Another good article is at TG Daily. LaptopMag have a ton of pictures.

9 Responses

  1. That’s switching between documents.

    How long does it take to go back to the kindle home screen to pick a new document?

    Also that’s not a “page turn” it’s a “seek” which is done very differently between the two because the kindle works in lines and the plastic logic works in pages.

    It’s all software, it’ll be sorted by release for sure.

    Look how fast the menu was.

    • perhaps they sort it out by release. if they don’t they’re in trouble.
      i’m surprised they’d do a demo with these slow, slow screen refresh speeds.

  2. two things might make me switch from my kindle2:
    1.)3G wireless support , BlueTooth and WiFi support. I love my kindle2, but I cant get on the network at home. have to bring it to work to sync, unless I want to hack it.

    2.)Supports Word, Powerpoint, PDF, and a lot more. Good. Amazon’s email it to yourself solution is a step too many for me.

    • interesting.
      the microsoft office support is impressive and necessary given they are positioning themselves as a business device.

      the ‘beam documents to each other’ feature is pretty impressive too.

  3. [...] Plastic Logic Demo finally revealed. Looks great except for page turns slower than a lazy snail. [...]

  4. [...] alternative (the Plastic Logic reader form factor and feature set look great, however the performance might be a bit of an issue – having already gone through one horrible reader, I don’t [...]

  5. So the software can fix this, and the reasoning goes as follows, if you watch the beginning of the video you can see that between “views” the screen is a standard e-ink display and can re-draw in about a second.

    So the physical hardware can refresh faster, what is the software pipeline? Well it looked from this video and others that the PL Reader was doing the render “on the fly” which is to say it got the page you wanted, then internally rendered it, then displayed it. While flexible that can be slow, a much better solution is to pre-render to the screen format and keep the pre-renders around.

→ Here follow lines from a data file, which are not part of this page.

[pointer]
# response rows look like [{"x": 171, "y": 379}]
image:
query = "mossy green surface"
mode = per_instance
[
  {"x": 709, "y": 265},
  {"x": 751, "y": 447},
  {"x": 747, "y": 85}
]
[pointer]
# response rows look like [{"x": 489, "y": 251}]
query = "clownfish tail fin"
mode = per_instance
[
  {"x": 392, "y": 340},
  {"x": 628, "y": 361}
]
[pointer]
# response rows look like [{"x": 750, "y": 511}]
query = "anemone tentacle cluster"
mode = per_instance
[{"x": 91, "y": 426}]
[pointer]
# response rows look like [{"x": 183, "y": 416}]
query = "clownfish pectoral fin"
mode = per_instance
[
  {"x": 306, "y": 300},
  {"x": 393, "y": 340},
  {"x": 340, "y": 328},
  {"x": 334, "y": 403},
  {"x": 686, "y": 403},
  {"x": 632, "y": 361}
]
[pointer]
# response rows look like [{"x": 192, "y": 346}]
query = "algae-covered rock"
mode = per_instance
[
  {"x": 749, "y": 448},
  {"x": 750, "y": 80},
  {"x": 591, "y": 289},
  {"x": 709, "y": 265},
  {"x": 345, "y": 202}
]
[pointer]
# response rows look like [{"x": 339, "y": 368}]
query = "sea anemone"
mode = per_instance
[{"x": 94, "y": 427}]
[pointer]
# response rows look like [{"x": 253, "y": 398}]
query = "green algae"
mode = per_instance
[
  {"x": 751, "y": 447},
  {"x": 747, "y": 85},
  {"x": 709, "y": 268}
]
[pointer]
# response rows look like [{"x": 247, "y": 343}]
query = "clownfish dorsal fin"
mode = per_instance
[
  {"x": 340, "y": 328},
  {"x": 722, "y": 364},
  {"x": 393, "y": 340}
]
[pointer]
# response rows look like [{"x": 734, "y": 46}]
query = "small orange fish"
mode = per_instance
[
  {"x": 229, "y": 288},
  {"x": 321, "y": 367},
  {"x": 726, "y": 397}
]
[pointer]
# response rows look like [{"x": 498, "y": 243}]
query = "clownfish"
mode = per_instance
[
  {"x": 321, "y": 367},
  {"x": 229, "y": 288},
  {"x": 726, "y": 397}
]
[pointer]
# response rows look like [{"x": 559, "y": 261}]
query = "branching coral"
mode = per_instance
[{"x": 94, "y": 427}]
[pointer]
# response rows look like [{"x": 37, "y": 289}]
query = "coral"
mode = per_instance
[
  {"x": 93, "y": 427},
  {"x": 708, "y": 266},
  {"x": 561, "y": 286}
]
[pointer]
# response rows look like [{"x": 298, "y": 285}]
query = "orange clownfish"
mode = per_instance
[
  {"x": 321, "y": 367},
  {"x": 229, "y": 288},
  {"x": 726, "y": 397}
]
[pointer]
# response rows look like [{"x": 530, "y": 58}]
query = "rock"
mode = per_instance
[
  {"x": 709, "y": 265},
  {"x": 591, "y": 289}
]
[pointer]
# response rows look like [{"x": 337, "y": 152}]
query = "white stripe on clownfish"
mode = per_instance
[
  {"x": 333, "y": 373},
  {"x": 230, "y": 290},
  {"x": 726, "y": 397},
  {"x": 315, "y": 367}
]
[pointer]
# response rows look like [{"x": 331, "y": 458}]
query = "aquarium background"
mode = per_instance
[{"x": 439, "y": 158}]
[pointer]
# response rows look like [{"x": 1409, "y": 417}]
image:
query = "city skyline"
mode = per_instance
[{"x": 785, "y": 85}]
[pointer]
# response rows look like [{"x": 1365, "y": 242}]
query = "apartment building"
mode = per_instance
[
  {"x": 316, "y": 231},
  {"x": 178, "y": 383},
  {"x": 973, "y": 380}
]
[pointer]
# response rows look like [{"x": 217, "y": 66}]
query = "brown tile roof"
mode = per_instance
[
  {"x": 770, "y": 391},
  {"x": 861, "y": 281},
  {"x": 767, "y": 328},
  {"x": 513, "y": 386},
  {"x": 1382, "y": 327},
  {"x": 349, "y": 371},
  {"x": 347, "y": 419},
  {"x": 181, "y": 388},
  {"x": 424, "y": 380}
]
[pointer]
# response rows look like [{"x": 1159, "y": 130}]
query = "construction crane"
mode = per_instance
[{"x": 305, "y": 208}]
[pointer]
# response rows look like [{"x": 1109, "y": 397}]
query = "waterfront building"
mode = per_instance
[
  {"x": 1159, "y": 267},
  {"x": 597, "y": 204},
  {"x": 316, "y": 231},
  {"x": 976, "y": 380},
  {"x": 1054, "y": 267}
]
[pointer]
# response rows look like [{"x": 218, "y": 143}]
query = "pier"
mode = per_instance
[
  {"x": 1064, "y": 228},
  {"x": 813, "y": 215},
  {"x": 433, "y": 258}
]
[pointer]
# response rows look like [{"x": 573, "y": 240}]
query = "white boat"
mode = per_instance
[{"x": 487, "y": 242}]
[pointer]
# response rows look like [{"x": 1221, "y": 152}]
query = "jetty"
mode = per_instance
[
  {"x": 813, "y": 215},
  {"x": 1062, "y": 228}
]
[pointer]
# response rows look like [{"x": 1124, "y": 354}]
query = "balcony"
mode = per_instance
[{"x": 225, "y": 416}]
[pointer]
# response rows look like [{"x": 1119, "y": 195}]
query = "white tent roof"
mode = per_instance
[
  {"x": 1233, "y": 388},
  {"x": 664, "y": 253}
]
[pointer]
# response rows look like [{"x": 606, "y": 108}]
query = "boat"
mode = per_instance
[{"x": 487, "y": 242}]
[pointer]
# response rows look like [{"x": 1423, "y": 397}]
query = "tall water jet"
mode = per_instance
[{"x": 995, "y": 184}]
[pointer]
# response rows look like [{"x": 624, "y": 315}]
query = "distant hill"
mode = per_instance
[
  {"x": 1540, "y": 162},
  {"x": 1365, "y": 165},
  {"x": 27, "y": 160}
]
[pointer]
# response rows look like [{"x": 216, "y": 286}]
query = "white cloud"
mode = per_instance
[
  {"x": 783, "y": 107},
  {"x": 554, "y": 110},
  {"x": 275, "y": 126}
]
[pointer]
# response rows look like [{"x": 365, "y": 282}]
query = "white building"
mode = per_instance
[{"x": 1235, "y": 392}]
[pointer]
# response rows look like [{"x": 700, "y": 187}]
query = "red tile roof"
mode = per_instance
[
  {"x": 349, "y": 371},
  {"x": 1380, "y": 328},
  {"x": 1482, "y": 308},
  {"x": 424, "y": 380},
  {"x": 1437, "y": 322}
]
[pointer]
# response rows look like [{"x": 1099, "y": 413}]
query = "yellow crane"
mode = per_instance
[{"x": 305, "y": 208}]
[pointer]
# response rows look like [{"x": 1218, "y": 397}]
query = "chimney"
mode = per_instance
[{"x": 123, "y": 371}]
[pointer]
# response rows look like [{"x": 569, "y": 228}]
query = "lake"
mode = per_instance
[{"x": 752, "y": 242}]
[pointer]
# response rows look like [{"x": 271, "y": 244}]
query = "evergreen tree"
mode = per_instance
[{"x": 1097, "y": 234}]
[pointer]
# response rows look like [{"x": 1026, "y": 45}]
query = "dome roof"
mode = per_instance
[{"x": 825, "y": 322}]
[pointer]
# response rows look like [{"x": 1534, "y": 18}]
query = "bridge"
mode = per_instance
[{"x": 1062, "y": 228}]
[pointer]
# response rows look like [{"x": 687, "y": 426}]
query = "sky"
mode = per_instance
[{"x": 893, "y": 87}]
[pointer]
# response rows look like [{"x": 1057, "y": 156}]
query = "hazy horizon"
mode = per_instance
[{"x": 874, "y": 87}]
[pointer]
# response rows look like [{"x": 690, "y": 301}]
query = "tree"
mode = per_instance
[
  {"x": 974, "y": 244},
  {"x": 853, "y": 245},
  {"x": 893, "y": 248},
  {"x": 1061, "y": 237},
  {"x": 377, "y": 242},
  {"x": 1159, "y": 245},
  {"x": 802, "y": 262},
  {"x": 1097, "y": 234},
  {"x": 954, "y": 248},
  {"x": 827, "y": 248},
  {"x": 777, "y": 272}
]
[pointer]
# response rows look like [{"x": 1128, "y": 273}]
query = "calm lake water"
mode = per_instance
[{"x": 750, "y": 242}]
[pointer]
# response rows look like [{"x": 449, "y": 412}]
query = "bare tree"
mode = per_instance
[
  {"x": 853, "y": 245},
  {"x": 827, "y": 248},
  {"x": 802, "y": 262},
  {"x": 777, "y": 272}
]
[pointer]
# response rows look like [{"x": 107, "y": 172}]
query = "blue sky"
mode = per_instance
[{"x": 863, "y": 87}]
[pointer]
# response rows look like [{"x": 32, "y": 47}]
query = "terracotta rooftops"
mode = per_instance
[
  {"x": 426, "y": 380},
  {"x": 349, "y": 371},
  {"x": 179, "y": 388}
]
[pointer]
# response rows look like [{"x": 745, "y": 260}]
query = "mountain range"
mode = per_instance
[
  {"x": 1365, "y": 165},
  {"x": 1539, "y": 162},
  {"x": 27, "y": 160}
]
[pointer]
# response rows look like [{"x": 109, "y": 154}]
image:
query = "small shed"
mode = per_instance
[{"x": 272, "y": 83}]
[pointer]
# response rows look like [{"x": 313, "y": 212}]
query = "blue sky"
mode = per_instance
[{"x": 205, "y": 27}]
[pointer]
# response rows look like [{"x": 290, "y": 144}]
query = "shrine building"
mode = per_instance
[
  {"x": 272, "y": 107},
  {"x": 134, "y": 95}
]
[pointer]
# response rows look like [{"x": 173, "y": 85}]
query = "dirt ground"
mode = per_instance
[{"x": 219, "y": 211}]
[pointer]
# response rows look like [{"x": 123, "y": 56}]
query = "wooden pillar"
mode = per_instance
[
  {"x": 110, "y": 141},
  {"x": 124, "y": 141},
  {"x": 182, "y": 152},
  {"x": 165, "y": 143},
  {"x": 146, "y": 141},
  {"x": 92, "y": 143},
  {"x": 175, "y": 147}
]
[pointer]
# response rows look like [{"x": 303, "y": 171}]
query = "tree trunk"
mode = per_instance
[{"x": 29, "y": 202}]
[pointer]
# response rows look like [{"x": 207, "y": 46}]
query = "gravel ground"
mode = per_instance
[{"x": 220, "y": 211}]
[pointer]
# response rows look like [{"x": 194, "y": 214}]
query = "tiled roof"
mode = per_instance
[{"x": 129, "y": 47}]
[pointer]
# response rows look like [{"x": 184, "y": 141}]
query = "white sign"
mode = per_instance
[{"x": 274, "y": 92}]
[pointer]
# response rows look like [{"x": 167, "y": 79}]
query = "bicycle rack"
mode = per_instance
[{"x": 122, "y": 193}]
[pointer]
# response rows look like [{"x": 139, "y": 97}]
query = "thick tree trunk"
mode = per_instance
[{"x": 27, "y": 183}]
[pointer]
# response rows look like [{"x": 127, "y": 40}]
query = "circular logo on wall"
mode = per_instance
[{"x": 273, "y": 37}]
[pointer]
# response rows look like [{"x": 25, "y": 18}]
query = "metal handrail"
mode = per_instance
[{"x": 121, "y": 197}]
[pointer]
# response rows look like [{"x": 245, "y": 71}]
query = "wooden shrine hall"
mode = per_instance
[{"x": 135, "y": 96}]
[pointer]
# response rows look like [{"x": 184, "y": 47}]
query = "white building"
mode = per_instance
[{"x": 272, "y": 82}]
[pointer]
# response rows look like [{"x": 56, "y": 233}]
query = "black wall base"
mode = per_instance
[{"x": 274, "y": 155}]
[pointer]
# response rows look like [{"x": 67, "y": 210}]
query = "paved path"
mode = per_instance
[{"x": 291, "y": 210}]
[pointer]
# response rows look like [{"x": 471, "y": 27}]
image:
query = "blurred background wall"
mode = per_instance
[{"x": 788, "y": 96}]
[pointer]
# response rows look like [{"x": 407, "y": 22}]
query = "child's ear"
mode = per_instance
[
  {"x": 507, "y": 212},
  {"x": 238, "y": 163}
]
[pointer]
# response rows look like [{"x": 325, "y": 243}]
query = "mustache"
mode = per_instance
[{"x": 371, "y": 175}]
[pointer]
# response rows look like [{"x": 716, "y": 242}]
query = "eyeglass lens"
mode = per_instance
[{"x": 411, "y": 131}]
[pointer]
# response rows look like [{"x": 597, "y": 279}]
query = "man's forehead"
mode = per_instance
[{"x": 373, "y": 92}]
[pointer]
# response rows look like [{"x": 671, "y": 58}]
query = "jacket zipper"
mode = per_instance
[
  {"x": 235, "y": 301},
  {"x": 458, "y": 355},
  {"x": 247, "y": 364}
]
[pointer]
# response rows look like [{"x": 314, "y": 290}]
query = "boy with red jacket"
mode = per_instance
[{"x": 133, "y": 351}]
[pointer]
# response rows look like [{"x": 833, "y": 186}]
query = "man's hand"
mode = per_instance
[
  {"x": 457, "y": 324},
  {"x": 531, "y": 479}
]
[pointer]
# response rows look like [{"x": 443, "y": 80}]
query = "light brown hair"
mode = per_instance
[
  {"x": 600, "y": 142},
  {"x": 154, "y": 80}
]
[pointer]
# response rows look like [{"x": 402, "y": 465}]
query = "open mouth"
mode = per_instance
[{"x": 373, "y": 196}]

However …

    And this is also telling, switching between documents was kind of slow and that suggests one of two things, either their storage solution is really slow, and/or they have really kept a lid on RAM (probably to save battery power).

    As an engineer I also recognize that “make it work, then make it fast” is a mantra often repeated. I wish they hadn’t made the decision to vertically integrate since I’m sure that a dozen entrepreneurs each putting their software on the same platform basics would (and may in the future) generate a much better system overall.

  6. Seriously, this is comparing apples and oranges. As Bryce said, Plastic Logic demo shows document switching and page seeking. Not simple page turns. I didn’t see any noticeable lag between Kindle and Plastic Logic page turns …

    The whole article is going on about 4 seconds page turns – which is wrong. OK you like Kindle, so do I. But if you want to write a reasonable review, please try to be fair.